Hymowitz points out that arguments about the limited sexual education of these girls and their limited access to birth control miss the bigger picture. These young women wanted to get pregnant. Their sex ed--however flawed--apparently taught them enough to get that job done. Hey, where there’s a will (and no fertility problems) there’s a way! Missing in the sexual and moral educations of these young women (and most young women growing up today) is anything that works to dissuade their natural impulse to . . . gasp! . . . like and want babies. Because it turns out that most young women do like them and do want them. It is, dare I say, only natural that they should. They are designed for the purpose. But in our wisdom and maturity as a society, we created a whole host of constraints and restraints to prevent young women (who naturally want babies) from having them too early, without adequate (male) support, and without sufficient maturity to benefit said children. We also developed some sense that it is not always in the best interest of a young woman to forgo all of her youth in childrearing . . . that perhaps she had something even more personal and important to gain from waiting. But this was all a construct. It may have been a very sensible construct and one that enhanced nature’s intentions.

Today, we still labor under the preferences created by that construct. We still think it is preferable for a young woman to wait until she is older, more mature, and more stable to have children. A good number of folks still believe that it is better if she waits until she is married or, at least, in a "committed relationship." But as a rule, we do not defend these positions very vigorously because we have torn down all the old constructs. We don’t want to judge.

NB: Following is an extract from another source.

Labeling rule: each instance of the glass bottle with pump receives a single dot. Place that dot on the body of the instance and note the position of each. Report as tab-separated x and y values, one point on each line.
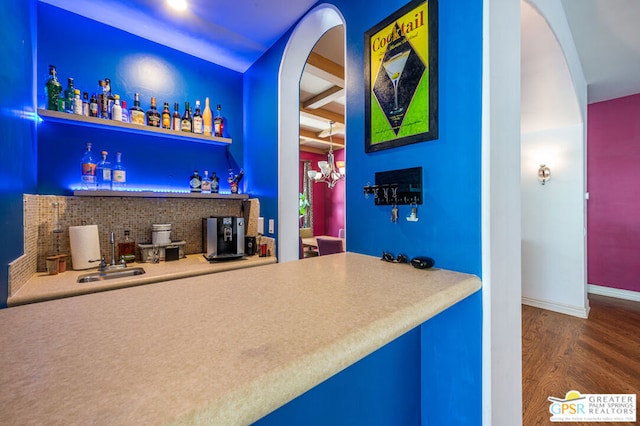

A case like this, however, makes us scratch our heads. Why did these girls choose to get pregnant so young and unwed? We forget that the construct of feminism--that of an empowered young woman having sex free of any consequences and, least of all, pregnancy--is also a mere construct. The difference is that this construct is at war with female nature instead of working in tandem with it. It assumes that no young woman feels a natural urge to be a mother . . . it forgets that once all choices are open for discussion, some women (particularly those women who are not educated or raised by elitist feminists) will make choices that these feminists will not like. And now these feminists are at a loss for words; wagging their fingers, clicking their tongues . . . why, they’re almost as judgmental as the traditionalists they replaced! Female nature reasserted itself in the case of these young women in Gloucester. There would be something to be applauded in that if the consequences were not going to be so devastating for these young women and their (now fatherless) children. It would have been better if they had had the benefit of a more natural (though equally judgmental) construct.

Discussions - 1 Comment

The pregnant students lack the moral, psychological, emotional, and economic readiness for parenthood.
The latter will be mitigated to some extent, by the citizens of Massachusetts, as they are allowed to join the welfare rolls.
The futures of the mothers and offspring remain problematic.